Easily install to USB, Zip or hard drive media.
Booting from CD (or DVD), the CD drive is then free for other purposes.
Booting from CD (or DVD), save everything back to the CD.
Booting from USB Flash drive, minimise writes to extend life indefinitely.
Extremely friendly for Linux newbies.
Boot up and run extraordinarily fast.
Have all the applications needed for daily use.
Will just work, no hassles.
Will breathe new life into old PCs
Load and run totally in RAM for diskless thin stations
Another option would be to use earlier released Gnu/Linux on your 'legacy' hardware. Trying to use a new Gnu/Linux on older hardware can cause issues for most newbies to resolve the probable hardware issues with drivers/modules. I run stable early releases of Slackware on older hardware and still do after tweaking the install when needed.
Hope this helps.
Last edited by onebuck; 04-08-2014 at 05:59 PM.
Thanks to all you guys! I have been feeling discouraged but you are giving me hope.
Not sure when I will be able to burn this stuff, but will get back soon with results.
Is vesa the same as safe graphical boot? I did get into safe graphical boot. I think I tried manually selecting a GeForce driver in the system administration application. Honestly not sure the system even saved the setting after my on reboot, though, since when I restarted it appeared to go back to the default driver.
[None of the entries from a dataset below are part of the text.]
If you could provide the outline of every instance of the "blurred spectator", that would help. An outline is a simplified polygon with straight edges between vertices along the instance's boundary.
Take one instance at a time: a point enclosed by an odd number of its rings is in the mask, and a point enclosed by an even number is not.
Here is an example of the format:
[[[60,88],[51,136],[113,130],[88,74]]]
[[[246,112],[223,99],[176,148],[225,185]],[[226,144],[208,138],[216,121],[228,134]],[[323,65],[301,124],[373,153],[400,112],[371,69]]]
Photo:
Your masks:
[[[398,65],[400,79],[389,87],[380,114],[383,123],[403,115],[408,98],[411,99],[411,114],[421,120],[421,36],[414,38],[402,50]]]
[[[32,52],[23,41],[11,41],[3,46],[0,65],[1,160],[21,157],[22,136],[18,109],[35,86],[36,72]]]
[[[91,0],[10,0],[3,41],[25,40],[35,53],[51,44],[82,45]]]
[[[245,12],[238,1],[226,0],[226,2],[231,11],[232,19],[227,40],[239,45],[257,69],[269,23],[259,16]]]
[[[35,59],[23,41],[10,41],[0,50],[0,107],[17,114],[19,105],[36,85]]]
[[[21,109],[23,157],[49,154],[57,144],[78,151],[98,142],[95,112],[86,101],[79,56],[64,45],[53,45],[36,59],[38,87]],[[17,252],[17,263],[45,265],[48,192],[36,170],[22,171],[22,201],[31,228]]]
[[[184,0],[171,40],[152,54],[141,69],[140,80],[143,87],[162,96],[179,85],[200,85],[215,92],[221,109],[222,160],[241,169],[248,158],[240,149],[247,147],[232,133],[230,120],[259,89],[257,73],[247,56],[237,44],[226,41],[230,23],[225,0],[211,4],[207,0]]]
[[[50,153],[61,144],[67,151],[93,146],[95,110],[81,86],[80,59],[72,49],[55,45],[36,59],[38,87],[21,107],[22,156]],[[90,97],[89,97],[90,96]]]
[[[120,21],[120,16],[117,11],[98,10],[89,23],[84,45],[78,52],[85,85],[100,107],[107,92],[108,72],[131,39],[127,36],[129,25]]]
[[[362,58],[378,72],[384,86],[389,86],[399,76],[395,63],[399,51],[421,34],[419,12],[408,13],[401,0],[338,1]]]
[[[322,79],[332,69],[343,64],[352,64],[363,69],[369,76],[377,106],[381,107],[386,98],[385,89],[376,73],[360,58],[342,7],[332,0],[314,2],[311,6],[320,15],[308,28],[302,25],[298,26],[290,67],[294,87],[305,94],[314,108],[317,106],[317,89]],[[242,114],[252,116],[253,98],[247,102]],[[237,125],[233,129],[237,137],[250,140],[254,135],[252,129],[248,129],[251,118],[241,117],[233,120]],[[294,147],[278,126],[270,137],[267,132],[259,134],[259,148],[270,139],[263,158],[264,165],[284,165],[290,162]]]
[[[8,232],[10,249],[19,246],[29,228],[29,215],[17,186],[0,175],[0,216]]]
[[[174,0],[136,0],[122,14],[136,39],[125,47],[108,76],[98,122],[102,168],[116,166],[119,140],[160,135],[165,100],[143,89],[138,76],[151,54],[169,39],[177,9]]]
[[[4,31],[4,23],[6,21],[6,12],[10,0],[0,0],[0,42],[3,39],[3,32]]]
Well I do go through dumpsters a fair bit-- best find so far was probably a working Sirius satellite radio receiver!
My PC I got at a garage sale for $25, so not too far off.
Thanks for tip on Plop, I will try it.
Thanks for the suggestions! I will try a few modern lightweight as well as some older versions.
You can use a grub CD to do the same thing as a plop cd. I had to do that method on my old laptop. You might also check for some motherboard bios updates, those have fixed usb quirks and other issues for me before.
grub> configfile (hd0,msdos2)/boot/grub/grub.cfg
(where the (,) matches your device,partition as named in grub)
Along with other insmod lines the would otherwise be in the grub.cfg. Be sure to use UUIDs since /dev/ names can be a bit random on some boards. Although the plop CD is a bit simpler if you don't have a bunch of extra drives on your machine. You can setup the bootable stick on other hardware, and test it there to minimize issues.
I tend to replicate live discs to rw mediums before I boot them. Although mostly because my optical drives either don't exist or lack any sort of reliability. Plus other perks like customizations to boot to the command line to avoid video issues. And grabbing wifi drivers and other things that don't come out of the box on the live disc.
Hard to contain or otherwise restrain my enthusiasm!!
I am now writing to you while booted from Linux Mint live DVD.
I have had all sorts of headaches trying to run this machine with XP since last summer. I thought linux would be even more of a headache, but the preliminary results are great. After 30 mins everything is working mostly great.
I am trying to install and realized I'm not sure how to do what I want.
I'd like to remove XP but keep my music and other files. XP is on a 32 GB partition while my files are on another partition that takes up the rest of the HD, about 80 GB.
Unless you need the space there's really no need to remove XP. Keep it as you might need something from it someday like a couple fonts or images. Kind of like a picture book for the future grand kids (or current ones). USB sticks are < $1 per gigabyte these days. Hideously slow write speeds, but cheap-ish storage with a low physical footprint.